Despite a number of lawsuits — filed by both state and environmental groups — that seek to prevent Sable from producing oil and pumping it across the California coast without state authorization, Sable argues that with federal backing, it does not need state permission to operate.
However, the company is still pursuing a backup plan of shipping the oil straight from federal waters via tankers, removing it from California jurisdiction, Flores said on Friday.
“We have a beautiful pipeline on shore that we’ve been producing through that the DPA allows us to produce through, and it’s working fantastic, but as an alternative, if that market goes away or the pipeline becomes constrained with not enough capacity, then we have a marine option,” Flores said.
Wright added, “So you sell the oil to Asia instead of Californian Americans. That’s not a problem for Sable, but probably better for our country to have those resources go into our most expensive energy state and help give some price relief here.”

Sable Offshore said in March that Platform Harmony is producing about 22,000 gross barrels of oil per day and Platform Heritage would generate a total rate of more than 30,000 gross barrels of oil per day. Once Platform Hondo is back online, expected sometime this summer, it is expected to produce more than 10,000 barrels per day, the company said.
Asked about the risk of an oil spill from the same pipeline that ruptured in 2015 and caused the massive Refugio Oil Spill along the Gaviota Coast, Flores said the company is “very conscious about the environment” and safety “is our number one priority.” He went as far as to claim “we’re all environmentalists,” and he expects to be “vindicated in court by all the accusations.”
“Sable is California,” Flores said. “We’re going to be here forever.”
Environmental Pushback
In response to Friday morning’s press conference, 100 people gathered in front of the Community Environmental Council in the afternoon to protest the restarting of Sable’s oil operation
“The promise that they made, that their additional production is going to benefit Californians, is a lie,” said Assemblymember Gregg Hart. “Oil that’s produced in California is sold at global prices. We don’t get any discount. We don’t get any benefit, and we bear all the risk environmentally to our and to our economy from a potential spill.”

Linda Krop, chief counsel of the Environmental Defense Center (EDC), said that they obtained an injunction in Santa Barbara County Superior Court last July prohibiting Sable from restarting the pipeline, but Sable has not complied, and instead sought to terminate the injunction. The judge repeatedly denied Sable’s requests.

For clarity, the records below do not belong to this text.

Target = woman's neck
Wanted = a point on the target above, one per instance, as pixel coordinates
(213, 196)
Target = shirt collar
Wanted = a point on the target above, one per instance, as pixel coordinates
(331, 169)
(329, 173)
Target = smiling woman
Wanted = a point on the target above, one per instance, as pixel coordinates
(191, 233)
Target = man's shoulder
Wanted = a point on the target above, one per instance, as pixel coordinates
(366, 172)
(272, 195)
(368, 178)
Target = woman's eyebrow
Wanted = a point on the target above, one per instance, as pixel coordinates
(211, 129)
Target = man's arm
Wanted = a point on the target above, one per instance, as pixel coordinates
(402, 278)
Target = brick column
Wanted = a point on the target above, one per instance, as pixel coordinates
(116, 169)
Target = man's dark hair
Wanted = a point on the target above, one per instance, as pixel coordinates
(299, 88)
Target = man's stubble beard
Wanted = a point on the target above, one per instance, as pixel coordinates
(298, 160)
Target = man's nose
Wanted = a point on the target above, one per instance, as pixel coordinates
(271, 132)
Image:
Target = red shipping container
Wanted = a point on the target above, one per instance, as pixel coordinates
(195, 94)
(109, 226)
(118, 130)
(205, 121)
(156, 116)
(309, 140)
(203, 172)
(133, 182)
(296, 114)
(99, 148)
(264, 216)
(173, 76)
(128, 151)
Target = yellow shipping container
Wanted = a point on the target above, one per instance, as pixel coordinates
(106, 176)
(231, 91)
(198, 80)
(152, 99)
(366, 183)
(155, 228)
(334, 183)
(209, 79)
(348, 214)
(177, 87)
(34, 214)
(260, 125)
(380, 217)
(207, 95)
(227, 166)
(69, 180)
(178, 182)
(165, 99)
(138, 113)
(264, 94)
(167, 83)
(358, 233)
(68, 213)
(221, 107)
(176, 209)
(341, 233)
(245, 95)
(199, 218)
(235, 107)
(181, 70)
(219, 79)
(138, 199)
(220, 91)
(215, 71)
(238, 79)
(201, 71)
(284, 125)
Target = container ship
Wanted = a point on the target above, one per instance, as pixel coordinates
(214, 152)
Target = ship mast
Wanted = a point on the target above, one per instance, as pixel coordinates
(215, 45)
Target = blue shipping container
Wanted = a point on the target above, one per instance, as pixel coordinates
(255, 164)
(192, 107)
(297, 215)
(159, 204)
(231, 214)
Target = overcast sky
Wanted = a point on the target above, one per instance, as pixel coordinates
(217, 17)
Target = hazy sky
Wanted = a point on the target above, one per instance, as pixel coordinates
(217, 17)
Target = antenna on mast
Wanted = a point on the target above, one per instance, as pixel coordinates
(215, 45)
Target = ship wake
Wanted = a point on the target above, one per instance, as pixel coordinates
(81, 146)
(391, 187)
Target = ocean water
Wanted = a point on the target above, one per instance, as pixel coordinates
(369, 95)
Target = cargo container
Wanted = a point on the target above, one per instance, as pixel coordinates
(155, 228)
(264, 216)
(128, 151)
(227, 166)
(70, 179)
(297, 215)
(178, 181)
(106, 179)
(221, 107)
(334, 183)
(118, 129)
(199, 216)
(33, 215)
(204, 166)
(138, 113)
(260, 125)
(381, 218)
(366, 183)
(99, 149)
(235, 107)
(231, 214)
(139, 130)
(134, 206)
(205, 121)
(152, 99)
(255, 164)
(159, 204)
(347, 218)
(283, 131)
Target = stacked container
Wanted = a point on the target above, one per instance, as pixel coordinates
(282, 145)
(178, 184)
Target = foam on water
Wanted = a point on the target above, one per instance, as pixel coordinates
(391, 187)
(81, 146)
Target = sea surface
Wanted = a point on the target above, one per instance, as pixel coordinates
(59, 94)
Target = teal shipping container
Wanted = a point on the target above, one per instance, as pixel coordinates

“So what did Sable do? Did they comply? No, they moved the case to federal court,” Krop said.
She said the EDC has a hearing on Monday to try to move the case back to Santa Barbara Superior Court, as they were “on the eve of having a contempt hearing because Sable is violating a court injunction.”
Other speakers noted the recently launched congressional inquiries into possible backdoor communications — accompanied by campaign donations — between Sable CEO James Flores and President Donald Trump.
A representative from Congressmember Salud Carbajal’s office delivered a statement on his behalf. He called the morning press conference a “stunt” and another instance “of the Trump administration playing cheerleader for the Sable oil company.”
“Our community has been abundantly clear on where we stand. We do not want more offshore oil production. I will continue to fight this federal overreach in congress, and I will stand with our local partners as they pursue every legal action available.”